Sua família, ao perceber o estado humanamente deplorável de seu ente, começa a ignorá-lo com sinais de nojo à sua nova aparência, não percebendo que, mesmo em uma carapaça, ainda eram os sentimentos de Gregor que batiam ali dentro.

Crítica:

Sobre a transformação de Gregor, é interessante como as interpretações acerca de qual inseto ele se tornou divergem. Muitos falam que é uma barata, alguns dizem que é um besouro, outros pensam que é uma mosca, mas minha interpretação foi além: uma joaninha – espero que não tenha sido tão esdrúxula assim, já que o autor conscientemente não deixa explícito o componente da classe insecta em questão.

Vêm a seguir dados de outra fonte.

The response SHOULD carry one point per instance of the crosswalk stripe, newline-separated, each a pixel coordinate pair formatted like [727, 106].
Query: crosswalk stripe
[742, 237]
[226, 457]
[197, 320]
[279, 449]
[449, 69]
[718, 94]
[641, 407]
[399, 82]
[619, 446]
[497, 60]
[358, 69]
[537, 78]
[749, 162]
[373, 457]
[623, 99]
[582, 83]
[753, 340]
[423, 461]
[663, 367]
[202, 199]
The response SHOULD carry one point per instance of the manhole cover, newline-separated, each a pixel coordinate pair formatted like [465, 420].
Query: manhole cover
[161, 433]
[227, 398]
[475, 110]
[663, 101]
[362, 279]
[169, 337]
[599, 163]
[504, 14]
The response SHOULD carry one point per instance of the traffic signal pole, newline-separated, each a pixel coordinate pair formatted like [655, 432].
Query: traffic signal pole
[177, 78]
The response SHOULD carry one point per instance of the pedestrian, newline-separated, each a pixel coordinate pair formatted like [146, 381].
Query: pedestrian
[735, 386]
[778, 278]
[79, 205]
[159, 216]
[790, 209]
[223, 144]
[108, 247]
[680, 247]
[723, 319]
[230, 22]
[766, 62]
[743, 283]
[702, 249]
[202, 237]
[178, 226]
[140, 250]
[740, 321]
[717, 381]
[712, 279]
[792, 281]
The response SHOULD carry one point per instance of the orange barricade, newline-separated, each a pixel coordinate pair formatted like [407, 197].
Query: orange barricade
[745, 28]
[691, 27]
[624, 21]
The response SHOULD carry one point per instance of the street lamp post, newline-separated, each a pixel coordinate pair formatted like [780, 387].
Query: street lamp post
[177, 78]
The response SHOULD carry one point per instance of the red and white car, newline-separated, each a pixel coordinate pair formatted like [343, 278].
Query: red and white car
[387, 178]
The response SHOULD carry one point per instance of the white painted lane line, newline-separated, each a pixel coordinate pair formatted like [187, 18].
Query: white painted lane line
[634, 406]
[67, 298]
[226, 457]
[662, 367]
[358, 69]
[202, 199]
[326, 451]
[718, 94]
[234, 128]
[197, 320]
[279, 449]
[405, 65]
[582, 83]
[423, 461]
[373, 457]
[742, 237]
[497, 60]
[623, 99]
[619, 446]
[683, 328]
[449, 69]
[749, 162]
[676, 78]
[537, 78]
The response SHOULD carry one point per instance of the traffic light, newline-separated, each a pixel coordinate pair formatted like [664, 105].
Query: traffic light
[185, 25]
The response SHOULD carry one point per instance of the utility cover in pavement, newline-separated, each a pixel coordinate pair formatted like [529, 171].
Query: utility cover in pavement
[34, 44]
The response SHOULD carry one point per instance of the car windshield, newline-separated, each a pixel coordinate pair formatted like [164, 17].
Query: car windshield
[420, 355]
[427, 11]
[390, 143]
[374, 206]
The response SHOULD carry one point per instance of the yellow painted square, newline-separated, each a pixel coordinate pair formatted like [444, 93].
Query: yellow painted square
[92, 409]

A Metamorfose” não é a obra-prima de Kafka, pois, em muitas partes é notável traços de imaturidade do autor principalmente pela irrelânvia de certas ações – a crítica dos hospedes pela existência de Samsa, dentre outros casos. A razão da história se passar apenas no quarto de Gregor e em alguns momentos, na sala, faz com que a história, apesar de muito curta, seja um pouco cansativa e limitada, o que poderia ser evitado com facilidade.
Mas no final das contas, os pontos positivos sobressaem: a temática é interessantíssima, o jogo psicológico é forte, já que a futilidade dos personagens é irritante, e as perguntas que o desfecho nos deixa são curiosas: de fato, quanto vale a vida humana? Qual é o interesse que nós temos sobre os outros? Quem somos nós para julgar? Será mesmo que Gregor é o inseto da família?
Com certeza, “A Metamorfose” é leitura obrigatória.